Here, the line between employee listening and ‘big brother is watching you’ potentially is a fine one. Who says companies won’t use the data they (secretly) gather from their employees against their employees? Whether it be an employee sharing with a colleague that they’re mentally not very well or perhaps that they’re interviewing elsewhere, what if the company decided to let these people go because of this?
Or, let’s take things one step further even. Imagine if companies use the data they gather from wearable devices such as Fitbit against their people. What if some people don’t get to those infamous 10,000 steps a day for a certain period of time? Will they then end up in a database of employees’ ‘at risk’ because, according to their Fitbit, they’re not active enough? And what consequences will this have for them?
There are some serious concerns with these kinds of employee listening techniques simply because the interest of a (large) organization isn’t always aligned with that of its people.

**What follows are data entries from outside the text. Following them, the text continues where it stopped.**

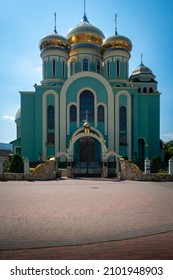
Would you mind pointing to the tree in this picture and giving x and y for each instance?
(17, 165)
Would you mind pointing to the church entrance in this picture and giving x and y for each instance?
(87, 158)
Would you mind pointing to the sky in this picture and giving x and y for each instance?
(148, 24)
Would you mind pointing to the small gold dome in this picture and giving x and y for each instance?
(117, 42)
(54, 41)
(85, 32)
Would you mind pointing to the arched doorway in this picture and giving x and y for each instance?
(87, 157)
(112, 160)
(141, 152)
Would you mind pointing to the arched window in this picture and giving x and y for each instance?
(87, 105)
(54, 67)
(151, 90)
(100, 113)
(118, 68)
(44, 69)
(145, 90)
(108, 69)
(85, 64)
(123, 118)
(63, 69)
(98, 67)
(50, 117)
(127, 69)
(72, 67)
(73, 113)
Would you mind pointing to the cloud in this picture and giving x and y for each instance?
(8, 118)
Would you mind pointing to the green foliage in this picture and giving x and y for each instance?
(155, 164)
(17, 165)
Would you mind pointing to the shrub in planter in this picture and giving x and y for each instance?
(17, 165)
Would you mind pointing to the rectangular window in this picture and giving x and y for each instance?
(123, 139)
(54, 67)
(51, 138)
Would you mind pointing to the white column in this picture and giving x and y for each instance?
(147, 166)
(26, 166)
(1, 166)
(171, 166)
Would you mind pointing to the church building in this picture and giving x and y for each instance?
(87, 110)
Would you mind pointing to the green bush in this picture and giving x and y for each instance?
(17, 165)
(155, 164)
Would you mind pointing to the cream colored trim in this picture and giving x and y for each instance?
(129, 117)
(91, 128)
(63, 117)
(68, 115)
(44, 121)
(27, 92)
(78, 105)
(81, 135)
(105, 117)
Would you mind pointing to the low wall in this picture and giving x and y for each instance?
(44, 171)
(130, 171)
(14, 177)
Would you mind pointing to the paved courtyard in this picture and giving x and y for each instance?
(75, 218)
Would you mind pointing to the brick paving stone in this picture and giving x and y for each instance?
(101, 219)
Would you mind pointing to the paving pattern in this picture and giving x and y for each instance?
(84, 219)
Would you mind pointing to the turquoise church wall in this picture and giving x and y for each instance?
(143, 119)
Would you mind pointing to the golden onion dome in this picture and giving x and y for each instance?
(85, 33)
(54, 40)
(117, 42)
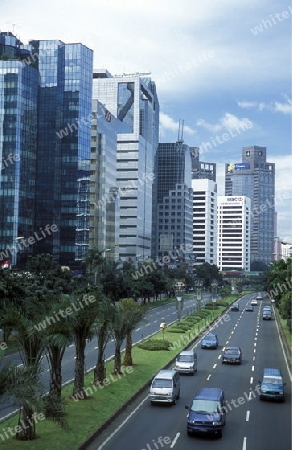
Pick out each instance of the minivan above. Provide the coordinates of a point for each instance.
(186, 362)
(165, 387)
(272, 385)
(207, 412)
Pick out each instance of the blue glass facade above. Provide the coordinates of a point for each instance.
(18, 132)
(63, 172)
(45, 101)
(173, 203)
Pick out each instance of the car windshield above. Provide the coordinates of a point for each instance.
(185, 358)
(272, 380)
(159, 382)
(205, 406)
(210, 337)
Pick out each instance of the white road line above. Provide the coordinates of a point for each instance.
(122, 424)
(175, 439)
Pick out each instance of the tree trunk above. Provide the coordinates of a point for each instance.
(118, 359)
(55, 398)
(27, 424)
(99, 373)
(78, 387)
(128, 351)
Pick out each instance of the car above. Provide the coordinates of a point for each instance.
(210, 341)
(234, 307)
(165, 387)
(249, 308)
(232, 355)
(272, 385)
(186, 362)
(207, 412)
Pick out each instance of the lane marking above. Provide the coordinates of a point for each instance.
(122, 424)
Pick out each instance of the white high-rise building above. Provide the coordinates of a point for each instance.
(233, 250)
(205, 221)
(132, 99)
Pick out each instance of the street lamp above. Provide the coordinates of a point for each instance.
(14, 254)
(179, 290)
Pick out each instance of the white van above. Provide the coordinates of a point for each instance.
(165, 387)
(186, 362)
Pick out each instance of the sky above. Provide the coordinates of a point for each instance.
(222, 68)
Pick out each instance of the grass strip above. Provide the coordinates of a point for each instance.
(87, 416)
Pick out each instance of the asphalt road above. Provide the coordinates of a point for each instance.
(251, 424)
(147, 327)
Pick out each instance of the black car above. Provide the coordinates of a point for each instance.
(249, 308)
(232, 355)
(234, 307)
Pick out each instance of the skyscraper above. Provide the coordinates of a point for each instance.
(205, 220)
(132, 99)
(18, 146)
(173, 202)
(49, 117)
(254, 177)
(233, 233)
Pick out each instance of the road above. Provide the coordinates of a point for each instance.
(147, 327)
(251, 424)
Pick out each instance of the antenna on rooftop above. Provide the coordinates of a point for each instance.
(180, 133)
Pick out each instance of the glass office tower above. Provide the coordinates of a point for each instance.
(18, 137)
(173, 204)
(132, 99)
(45, 95)
(254, 177)
(63, 148)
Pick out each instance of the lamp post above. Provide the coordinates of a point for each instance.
(199, 284)
(179, 290)
(14, 254)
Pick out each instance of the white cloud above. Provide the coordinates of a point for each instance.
(228, 122)
(167, 123)
(285, 108)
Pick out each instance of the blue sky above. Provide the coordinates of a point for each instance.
(218, 66)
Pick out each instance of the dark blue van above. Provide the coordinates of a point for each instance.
(207, 412)
(272, 385)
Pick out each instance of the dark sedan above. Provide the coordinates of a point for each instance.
(210, 341)
(232, 355)
(249, 308)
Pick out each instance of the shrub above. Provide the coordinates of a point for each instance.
(155, 344)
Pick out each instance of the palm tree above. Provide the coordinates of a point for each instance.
(106, 314)
(81, 323)
(31, 346)
(133, 314)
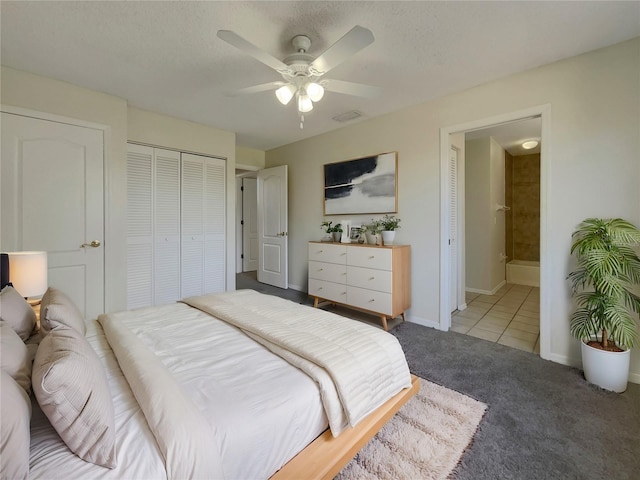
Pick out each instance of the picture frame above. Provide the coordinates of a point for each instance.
(367, 185)
(355, 233)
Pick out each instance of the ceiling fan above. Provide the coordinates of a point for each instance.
(302, 73)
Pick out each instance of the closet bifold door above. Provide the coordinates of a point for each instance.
(203, 225)
(153, 226)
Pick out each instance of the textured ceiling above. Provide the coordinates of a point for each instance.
(166, 57)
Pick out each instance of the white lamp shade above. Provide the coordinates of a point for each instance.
(28, 273)
(285, 94)
(304, 104)
(315, 91)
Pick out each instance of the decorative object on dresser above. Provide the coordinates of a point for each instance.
(363, 185)
(390, 223)
(372, 279)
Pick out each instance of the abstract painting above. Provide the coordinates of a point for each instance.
(363, 185)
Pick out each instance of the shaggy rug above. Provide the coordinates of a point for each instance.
(424, 440)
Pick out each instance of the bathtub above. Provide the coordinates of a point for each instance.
(523, 272)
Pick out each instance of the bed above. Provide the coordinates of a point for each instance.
(235, 385)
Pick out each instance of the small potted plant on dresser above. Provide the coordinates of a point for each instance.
(606, 318)
(390, 224)
(372, 232)
(334, 232)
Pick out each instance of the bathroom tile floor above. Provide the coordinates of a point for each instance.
(511, 317)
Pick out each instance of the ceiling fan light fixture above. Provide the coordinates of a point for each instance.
(315, 91)
(304, 103)
(285, 93)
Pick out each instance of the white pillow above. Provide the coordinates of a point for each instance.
(15, 357)
(15, 415)
(58, 309)
(17, 312)
(71, 388)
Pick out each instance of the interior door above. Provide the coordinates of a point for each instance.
(52, 200)
(272, 227)
(250, 224)
(453, 228)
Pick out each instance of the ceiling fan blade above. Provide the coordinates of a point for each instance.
(237, 41)
(351, 88)
(263, 87)
(353, 41)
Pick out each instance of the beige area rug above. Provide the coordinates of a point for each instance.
(424, 440)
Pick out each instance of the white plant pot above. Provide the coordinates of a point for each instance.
(609, 370)
(388, 237)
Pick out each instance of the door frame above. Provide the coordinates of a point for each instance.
(110, 257)
(544, 112)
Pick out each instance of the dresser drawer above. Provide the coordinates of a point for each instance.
(378, 302)
(326, 252)
(369, 278)
(328, 290)
(368, 257)
(331, 272)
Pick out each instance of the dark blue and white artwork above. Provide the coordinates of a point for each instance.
(364, 185)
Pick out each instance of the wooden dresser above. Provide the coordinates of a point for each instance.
(364, 277)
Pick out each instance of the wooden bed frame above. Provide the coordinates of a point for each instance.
(327, 455)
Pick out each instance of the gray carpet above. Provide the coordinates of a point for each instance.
(544, 420)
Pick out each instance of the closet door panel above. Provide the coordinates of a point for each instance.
(214, 224)
(139, 226)
(166, 227)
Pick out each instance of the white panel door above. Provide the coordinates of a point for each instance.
(52, 200)
(272, 226)
(250, 225)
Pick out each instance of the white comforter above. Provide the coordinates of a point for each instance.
(357, 367)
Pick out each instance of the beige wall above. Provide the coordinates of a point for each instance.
(249, 157)
(41, 94)
(593, 169)
(478, 215)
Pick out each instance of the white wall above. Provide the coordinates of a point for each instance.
(478, 216)
(593, 169)
(25, 90)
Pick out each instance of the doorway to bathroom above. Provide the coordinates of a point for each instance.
(500, 221)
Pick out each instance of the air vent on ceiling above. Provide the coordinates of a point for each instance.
(347, 116)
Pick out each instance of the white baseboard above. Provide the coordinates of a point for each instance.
(423, 321)
(486, 292)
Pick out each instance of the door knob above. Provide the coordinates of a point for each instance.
(93, 244)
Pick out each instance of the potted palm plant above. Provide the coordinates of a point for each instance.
(390, 224)
(606, 318)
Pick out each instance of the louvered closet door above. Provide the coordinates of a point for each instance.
(166, 255)
(203, 225)
(139, 226)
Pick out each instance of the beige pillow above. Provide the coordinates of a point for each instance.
(15, 415)
(15, 357)
(71, 387)
(17, 312)
(58, 309)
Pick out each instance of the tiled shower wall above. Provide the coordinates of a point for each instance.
(522, 194)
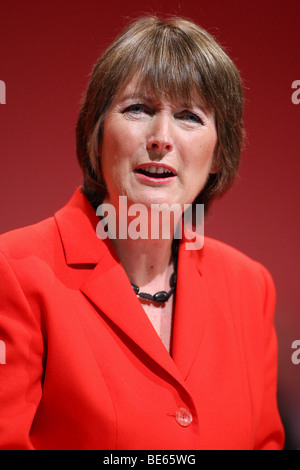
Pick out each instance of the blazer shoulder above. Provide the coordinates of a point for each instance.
(235, 264)
(34, 239)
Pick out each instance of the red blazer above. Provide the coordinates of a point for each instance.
(85, 369)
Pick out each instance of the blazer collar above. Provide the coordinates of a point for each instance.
(108, 288)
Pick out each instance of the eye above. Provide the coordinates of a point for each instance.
(190, 117)
(137, 109)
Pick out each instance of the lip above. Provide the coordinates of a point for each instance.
(152, 181)
(158, 165)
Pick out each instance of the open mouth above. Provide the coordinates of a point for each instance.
(158, 172)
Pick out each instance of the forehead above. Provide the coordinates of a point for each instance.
(136, 89)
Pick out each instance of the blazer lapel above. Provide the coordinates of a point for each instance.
(107, 285)
(191, 309)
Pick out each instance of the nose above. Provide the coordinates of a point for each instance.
(160, 138)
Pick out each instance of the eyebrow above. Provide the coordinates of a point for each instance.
(148, 99)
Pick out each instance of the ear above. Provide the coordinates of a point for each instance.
(215, 166)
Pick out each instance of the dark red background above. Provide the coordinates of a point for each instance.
(47, 49)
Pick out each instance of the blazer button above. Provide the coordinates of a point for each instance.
(183, 417)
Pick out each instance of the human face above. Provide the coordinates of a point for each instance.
(143, 135)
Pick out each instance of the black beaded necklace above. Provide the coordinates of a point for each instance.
(162, 296)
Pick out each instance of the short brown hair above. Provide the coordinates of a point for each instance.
(175, 58)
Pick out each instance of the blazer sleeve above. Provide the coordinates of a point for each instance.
(270, 433)
(21, 372)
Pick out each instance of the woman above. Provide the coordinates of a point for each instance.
(127, 342)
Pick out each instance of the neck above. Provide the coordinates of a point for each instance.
(146, 262)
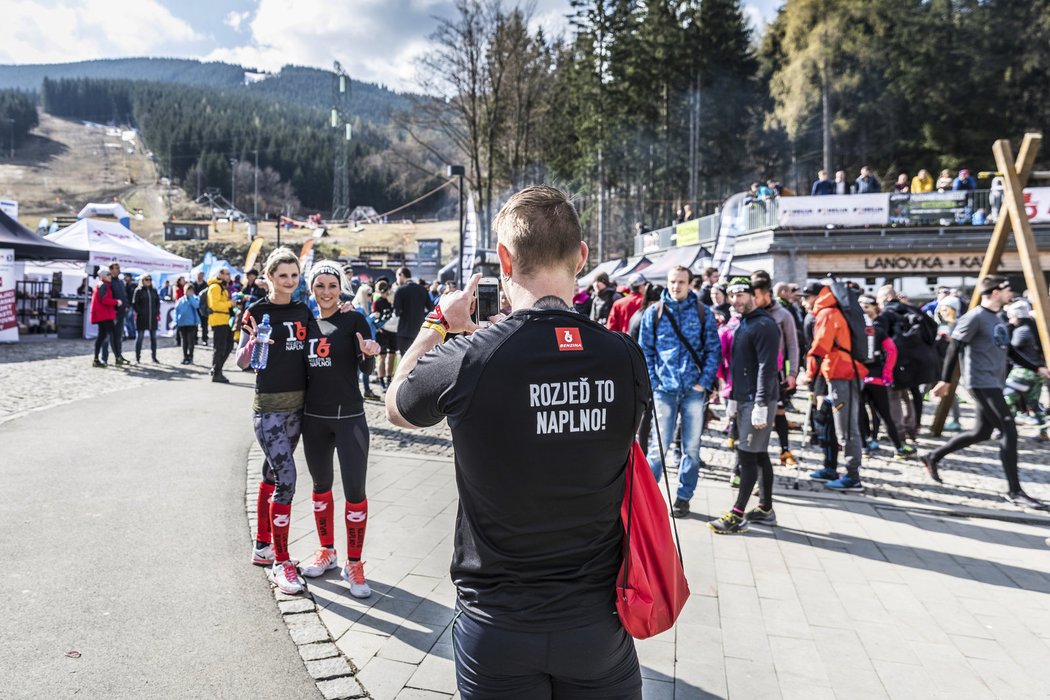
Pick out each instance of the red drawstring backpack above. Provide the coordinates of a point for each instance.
(651, 588)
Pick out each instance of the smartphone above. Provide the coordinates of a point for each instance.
(488, 299)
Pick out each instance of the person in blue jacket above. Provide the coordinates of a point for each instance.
(679, 340)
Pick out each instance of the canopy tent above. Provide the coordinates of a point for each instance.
(633, 264)
(108, 242)
(28, 246)
(608, 267)
(113, 210)
(686, 256)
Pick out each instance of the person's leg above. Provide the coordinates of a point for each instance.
(693, 407)
(666, 407)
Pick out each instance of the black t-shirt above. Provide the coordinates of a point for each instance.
(543, 408)
(286, 369)
(333, 358)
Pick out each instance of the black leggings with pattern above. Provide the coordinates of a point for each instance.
(278, 436)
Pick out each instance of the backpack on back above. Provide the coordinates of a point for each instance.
(861, 331)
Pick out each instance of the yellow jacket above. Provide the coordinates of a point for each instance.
(919, 186)
(218, 303)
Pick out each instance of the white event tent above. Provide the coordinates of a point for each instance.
(108, 242)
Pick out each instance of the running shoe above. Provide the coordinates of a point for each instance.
(323, 559)
(285, 577)
(353, 573)
(759, 516)
(930, 466)
(263, 556)
(824, 475)
(1023, 500)
(729, 524)
(680, 508)
(844, 483)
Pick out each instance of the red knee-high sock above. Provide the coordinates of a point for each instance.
(357, 518)
(263, 512)
(323, 513)
(280, 518)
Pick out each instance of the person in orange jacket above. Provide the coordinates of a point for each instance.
(830, 356)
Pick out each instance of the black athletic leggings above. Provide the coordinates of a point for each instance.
(877, 399)
(991, 412)
(349, 438)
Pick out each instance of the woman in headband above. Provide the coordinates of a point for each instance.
(338, 345)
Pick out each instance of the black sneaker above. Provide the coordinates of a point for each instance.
(1024, 501)
(759, 516)
(930, 466)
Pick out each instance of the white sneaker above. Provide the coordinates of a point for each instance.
(285, 577)
(323, 559)
(263, 556)
(353, 573)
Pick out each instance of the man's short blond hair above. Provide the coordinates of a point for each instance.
(541, 228)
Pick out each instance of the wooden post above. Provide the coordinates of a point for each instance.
(1011, 215)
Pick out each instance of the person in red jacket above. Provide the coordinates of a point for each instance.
(830, 355)
(623, 310)
(103, 314)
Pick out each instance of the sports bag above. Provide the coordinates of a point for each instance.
(861, 331)
(651, 588)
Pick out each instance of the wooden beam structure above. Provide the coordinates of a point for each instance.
(1011, 217)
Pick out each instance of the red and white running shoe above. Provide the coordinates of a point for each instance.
(286, 577)
(323, 559)
(353, 573)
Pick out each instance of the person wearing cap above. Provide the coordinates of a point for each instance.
(623, 310)
(981, 344)
(755, 388)
(1024, 387)
(679, 339)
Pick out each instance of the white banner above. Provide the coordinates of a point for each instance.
(834, 210)
(8, 315)
(9, 207)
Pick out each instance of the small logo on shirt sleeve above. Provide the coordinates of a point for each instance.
(568, 339)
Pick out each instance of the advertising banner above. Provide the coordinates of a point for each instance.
(8, 316)
(834, 210)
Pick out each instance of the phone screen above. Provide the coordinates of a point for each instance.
(488, 301)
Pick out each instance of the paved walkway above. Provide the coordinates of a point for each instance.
(849, 597)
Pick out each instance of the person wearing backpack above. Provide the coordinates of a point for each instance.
(831, 357)
(915, 335)
(679, 340)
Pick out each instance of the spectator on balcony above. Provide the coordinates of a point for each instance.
(964, 182)
(867, 183)
(841, 186)
(822, 185)
(922, 183)
(944, 182)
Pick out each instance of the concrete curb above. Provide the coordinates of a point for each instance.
(334, 673)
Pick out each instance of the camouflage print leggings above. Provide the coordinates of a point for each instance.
(278, 435)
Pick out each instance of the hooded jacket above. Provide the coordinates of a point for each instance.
(671, 365)
(832, 342)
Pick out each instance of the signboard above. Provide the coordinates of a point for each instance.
(8, 315)
(929, 207)
(834, 210)
(185, 231)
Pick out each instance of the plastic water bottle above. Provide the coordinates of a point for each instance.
(261, 351)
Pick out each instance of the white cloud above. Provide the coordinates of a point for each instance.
(81, 29)
(234, 19)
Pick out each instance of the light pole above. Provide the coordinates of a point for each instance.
(460, 171)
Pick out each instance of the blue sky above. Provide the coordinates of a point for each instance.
(375, 40)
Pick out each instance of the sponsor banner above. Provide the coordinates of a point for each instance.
(8, 315)
(834, 210)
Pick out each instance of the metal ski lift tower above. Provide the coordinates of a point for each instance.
(340, 124)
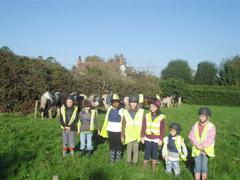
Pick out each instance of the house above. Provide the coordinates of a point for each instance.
(82, 66)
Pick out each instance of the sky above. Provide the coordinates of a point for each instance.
(149, 33)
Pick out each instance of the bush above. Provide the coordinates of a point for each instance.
(202, 94)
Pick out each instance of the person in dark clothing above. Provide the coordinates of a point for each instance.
(68, 120)
(86, 126)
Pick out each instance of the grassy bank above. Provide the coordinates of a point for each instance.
(32, 148)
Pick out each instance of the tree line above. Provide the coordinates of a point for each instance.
(24, 79)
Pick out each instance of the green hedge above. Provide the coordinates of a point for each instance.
(202, 94)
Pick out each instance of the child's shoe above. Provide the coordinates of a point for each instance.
(145, 165)
(64, 153)
(89, 154)
(83, 152)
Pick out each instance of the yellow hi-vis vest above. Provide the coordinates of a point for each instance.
(153, 126)
(133, 126)
(93, 112)
(64, 115)
(140, 98)
(178, 144)
(210, 149)
(104, 132)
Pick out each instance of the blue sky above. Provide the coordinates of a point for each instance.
(148, 33)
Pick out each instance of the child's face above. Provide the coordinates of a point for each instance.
(87, 108)
(173, 132)
(69, 102)
(153, 108)
(133, 105)
(115, 104)
(203, 118)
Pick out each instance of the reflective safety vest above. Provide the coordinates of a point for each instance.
(93, 112)
(153, 126)
(140, 98)
(133, 126)
(104, 132)
(64, 116)
(178, 144)
(208, 150)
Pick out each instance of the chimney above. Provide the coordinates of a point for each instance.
(121, 59)
(79, 61)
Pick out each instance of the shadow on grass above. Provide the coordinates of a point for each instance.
(11, 161)
(98, 174)
(190, 160)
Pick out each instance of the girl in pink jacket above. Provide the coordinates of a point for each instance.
(202, 137)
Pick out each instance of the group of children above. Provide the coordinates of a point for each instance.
(130, 126)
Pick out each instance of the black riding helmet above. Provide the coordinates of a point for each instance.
(176, 127)
(134, 98)
(204, 111)
(69, 97)
(156, 102)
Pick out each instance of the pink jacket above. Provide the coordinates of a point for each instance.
(210, 137)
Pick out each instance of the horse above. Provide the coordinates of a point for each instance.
(47, 101)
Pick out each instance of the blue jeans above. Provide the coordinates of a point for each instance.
(201, 164)
(83, 137)
(173, 165)
(151, 148)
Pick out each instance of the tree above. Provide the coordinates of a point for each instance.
(230, 72)
(177, 69)
(94, 58)
(206, 73)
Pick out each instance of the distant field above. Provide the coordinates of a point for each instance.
(32, 149)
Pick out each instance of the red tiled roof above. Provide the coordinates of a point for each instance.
(114, 65)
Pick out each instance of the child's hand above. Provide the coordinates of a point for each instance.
(68, 128)
(160, 143)
(199, 147)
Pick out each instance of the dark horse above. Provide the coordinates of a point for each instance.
(48, 100)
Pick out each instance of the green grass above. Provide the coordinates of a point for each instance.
(32, 149)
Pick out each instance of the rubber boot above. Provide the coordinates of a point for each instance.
(72, 152)
(154, 165)
(145, 164)
(118, 155)
(197, 176)
(64, 153)
(112, 156)
(83, 152)
(89, 154)
(204, 176)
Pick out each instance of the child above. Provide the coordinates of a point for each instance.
(86, 126)
(112, 129)
(68, 121)
(153, 130)
(131, 128)
(174, 149)
(202, 137)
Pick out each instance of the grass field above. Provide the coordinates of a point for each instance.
(32, 149)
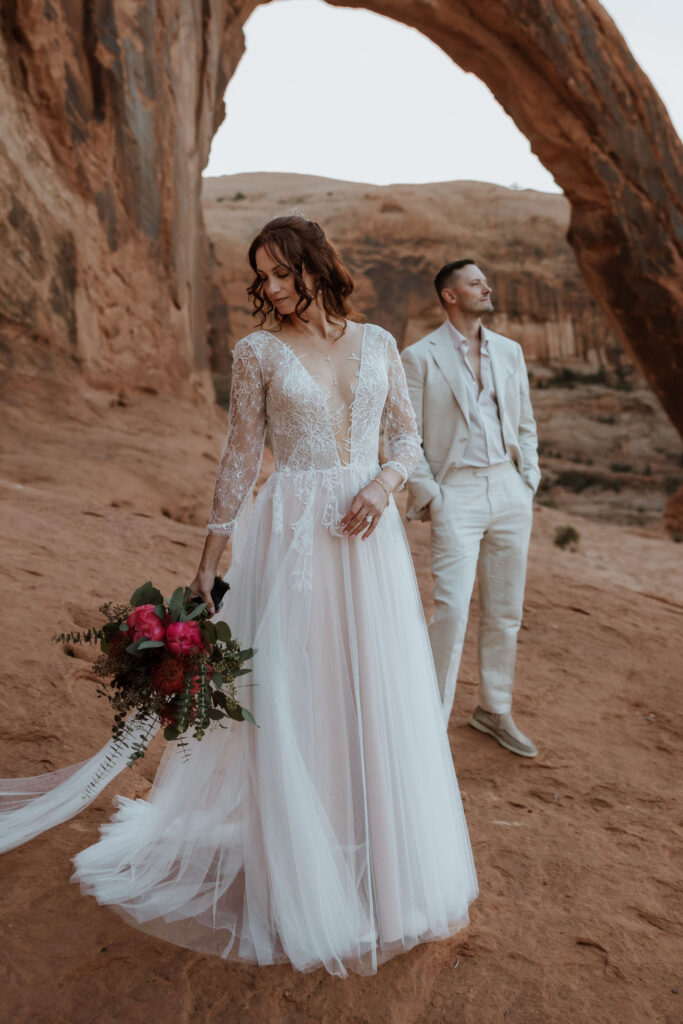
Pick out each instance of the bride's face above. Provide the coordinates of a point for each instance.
(278, 281)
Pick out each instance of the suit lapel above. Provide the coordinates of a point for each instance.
(499, 372)
(447, 359)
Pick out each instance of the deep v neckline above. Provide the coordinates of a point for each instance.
(347, 440)
(315, 383)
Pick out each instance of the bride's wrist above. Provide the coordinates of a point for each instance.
(385, 487)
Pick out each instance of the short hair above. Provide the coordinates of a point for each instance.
(445, 273)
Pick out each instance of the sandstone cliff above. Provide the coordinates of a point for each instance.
(108, 111)
(393, 240)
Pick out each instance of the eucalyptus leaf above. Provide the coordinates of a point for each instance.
(146, 594)
(176, 604)
(209, 631)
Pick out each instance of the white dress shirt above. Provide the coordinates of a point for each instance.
(484, 443)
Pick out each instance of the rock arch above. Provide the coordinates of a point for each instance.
(108, 115)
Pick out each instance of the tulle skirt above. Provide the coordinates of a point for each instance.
(332, 834)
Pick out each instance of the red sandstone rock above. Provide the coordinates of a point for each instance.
(109, 111)
(673, 515)
(395, 238)
(575, 851)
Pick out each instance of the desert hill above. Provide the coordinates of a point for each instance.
(607, 449)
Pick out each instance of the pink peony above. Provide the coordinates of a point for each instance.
(167, 676)
(182, 638)
(144, 624)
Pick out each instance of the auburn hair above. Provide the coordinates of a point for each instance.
(301, 245)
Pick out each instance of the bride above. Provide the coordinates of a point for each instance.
(333, 833)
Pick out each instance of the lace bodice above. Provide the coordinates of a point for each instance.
(272, 390)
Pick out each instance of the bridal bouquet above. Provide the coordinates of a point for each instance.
(168, 663)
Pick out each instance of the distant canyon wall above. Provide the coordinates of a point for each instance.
(394, 239)
(107, 115)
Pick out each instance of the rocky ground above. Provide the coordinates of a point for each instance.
(579, 916)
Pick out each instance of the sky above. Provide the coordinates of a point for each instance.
(349, 94)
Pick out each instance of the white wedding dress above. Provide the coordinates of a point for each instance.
(333, 834)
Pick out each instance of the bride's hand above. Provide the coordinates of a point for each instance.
(201, 586)
(365, 511)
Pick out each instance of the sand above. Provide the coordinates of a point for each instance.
(579, 916)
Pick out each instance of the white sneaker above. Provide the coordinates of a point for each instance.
(504, 730)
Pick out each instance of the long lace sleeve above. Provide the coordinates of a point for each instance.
(400, 432)
(241, 459)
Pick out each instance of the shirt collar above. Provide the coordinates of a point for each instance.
(462, 342)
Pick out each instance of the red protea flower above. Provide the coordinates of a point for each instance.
(183, 638)
(143, 624)
(168, 675)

And because there are countless examples already of how large corporations abuse people’s data or, at the very least, aren’t fully transparent about what they do with it.
When you’re developing an employee listening strategy, make sure to consider the ethics of employee listening. Ask yourself: How do we ensure an organization doesn’t misuse the data it collects from its employees? How can we protect employees from this?
A final word
Having an employee listening strategy is key to driving a positive change within your organization and retaining your employees. By putting a strategy in place, you’re turning feedback into a valuable resource for improving your workplace.